Inspecting the results#

[4]:

import zarr

print(zarr.open(f"{argmax_task.task_name}/data.zarr/in_array")[:, :, 0, 0])
print(zarr.open(f"{argmax_task.task_name}/data.zarr/out_array")[:, 0, 0])

[[5. 0. 9. 0. 8. 9. 2. 4. 3. 4.]
 [9. 0. 0. 4. 9. 9. 4. 0. 5. 3.]
 [3. 6. 8. 9. 8. 0. 6. 5. 4. 7.]]
[1. 2. 0. 2. 1. 0. 2. 2. 1. 2.]

What do we get for free?#

Block done tracking#

[5]:

# Rerunning the same task. All blocks get skipped
argmax_task.run_blockwise(multiprocessing=False)


Execution Summary
-----------------

[5]:

defaultdict(daisy.task_state.TaskState,
            {'simple-argmax': Started: False
             Total Blocks: 8
             Ready: 0
             Processing: 0
             Pending: 0
             Completed: 8
             Skipped: 8
             Failed: 0
             Orphaned: 0})

drop task#

[6]:

# Call `argmax_task.drop()` to reset the task. This calls `drop_artifacts`
# but also removes any logs and block completion tracking.
argmax_task.drop()

Multiprocessing#

[7]:

# We can run the same job with mulitple workers.
argmax_task = Argmax(num_workers=2)
argmax_task.run_blockwise(multiprocessing=True)
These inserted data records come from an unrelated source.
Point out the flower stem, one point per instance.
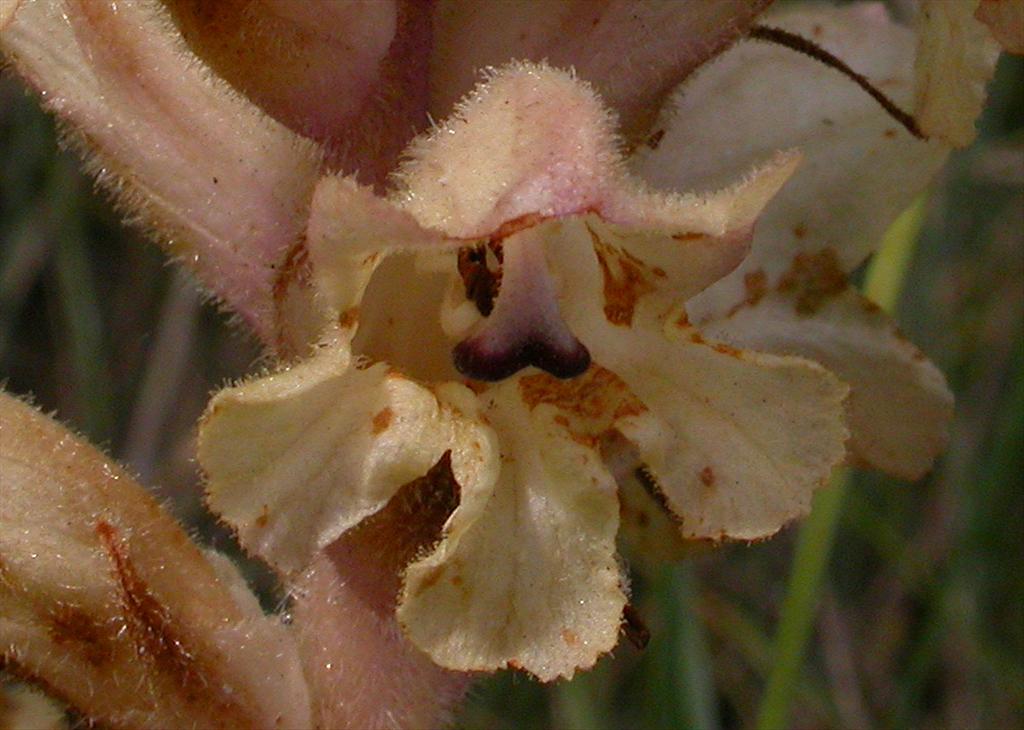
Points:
(883, 284)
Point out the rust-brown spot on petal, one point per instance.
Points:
(598, 395)
(812, 280)
(382, 420)
(626, 280)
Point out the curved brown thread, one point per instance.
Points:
(800, 44)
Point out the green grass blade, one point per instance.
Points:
(883, 285)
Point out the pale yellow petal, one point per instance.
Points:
(955, 60)
(634, 52)
(860, 169)
(736, 441)
(900, 405)
(104, 600)
(1006, 20)
(525, 575)
(295, 459)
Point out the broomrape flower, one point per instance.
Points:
(493, 353)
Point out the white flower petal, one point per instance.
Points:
(103, 598)
(635, 53)
(224, 186)
(900, 405)
(297, 458)
(860, 169)
(525, 574)
(737, 441)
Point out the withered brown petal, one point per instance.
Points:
(105, 601)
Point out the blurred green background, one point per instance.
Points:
(896, 606)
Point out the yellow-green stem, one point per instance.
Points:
(883, 285)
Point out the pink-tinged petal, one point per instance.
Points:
(350, 75)
(221, 185)
(634, 53)
(525, 574)
(860, 169)
(526, 159)
(955, 60)
(363, 672)
(1006, 19)
(7, 10)
(900, 405)
(92, 603)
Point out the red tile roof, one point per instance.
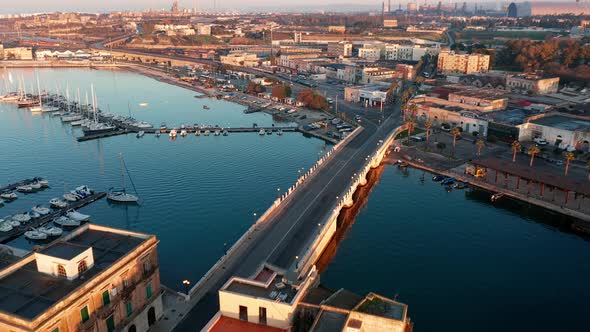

/home/runner/work/volara/volara/.venv/lib/python3.12/site-packages/dill/_dill.py:422: PicklingWarning: Cannot locate reference to <class '__main__.Argmax'>.
  StockPickler.save(self, obj, save_persistent_id)
/home/runner/work/volara/volara/.venv/lib/python3.12/site-packages/dill/_dill.py:422: PicklingWarning: Cannot pickle <class '__main__.Argmax'>: __main__.Argmax has recursive self-references that trigger a RecursionError.
  StockPickler.save(self, obj, save_persistent_id)
/home/runner/work/volara/volara/.venv/lib/python3.12/site-packages/dill/_dill.py:422: PicklingWarning: Cannot locate reference to <class '__main__.Argmax'>.
  StockPickler.save(self, obj, save_persistent_id)
/home/runner/work/volara/volara/.venv/lib/python3.12/site-packages/dill/_dill.py:422: PicklingWarning: Cannot pickle <class '__main__.Argmax'>: __main__.Argmax has recursive self-references that trigger a RecursionError.
  StockPickler.save(self, obj, save_persistent_id)


Execution Summary
-----------------

  Task simple-argmax:

    num blocks : 8
    completed ✔: 8 (skipped 0)
    failed    ✗: 0
    orphaned  ∅: 0

    all blocks processed successfully

[7]:

True

Running on a remote machine#

This task is not quite ready to be run on a remote machine, but it is very close. To run on a remote machine, you need to register the task with volara so that we can deserialize the config files that are passed to the worker, and execute the correct code. This has to be done automatically based on the environment, so you need put your task in a pip installable python package. The basic structure of the package is:

package-root/
├── volara-argmax-plugin/
│   ├── __init__.py
│   └── argmax.py
└── pyproject.toml

The pyproject.toml must include the following lines:

[project.entry-points."volara.blockwise_tasks"]
argmax = "volara_argmax_plugin.argmax:Argmax"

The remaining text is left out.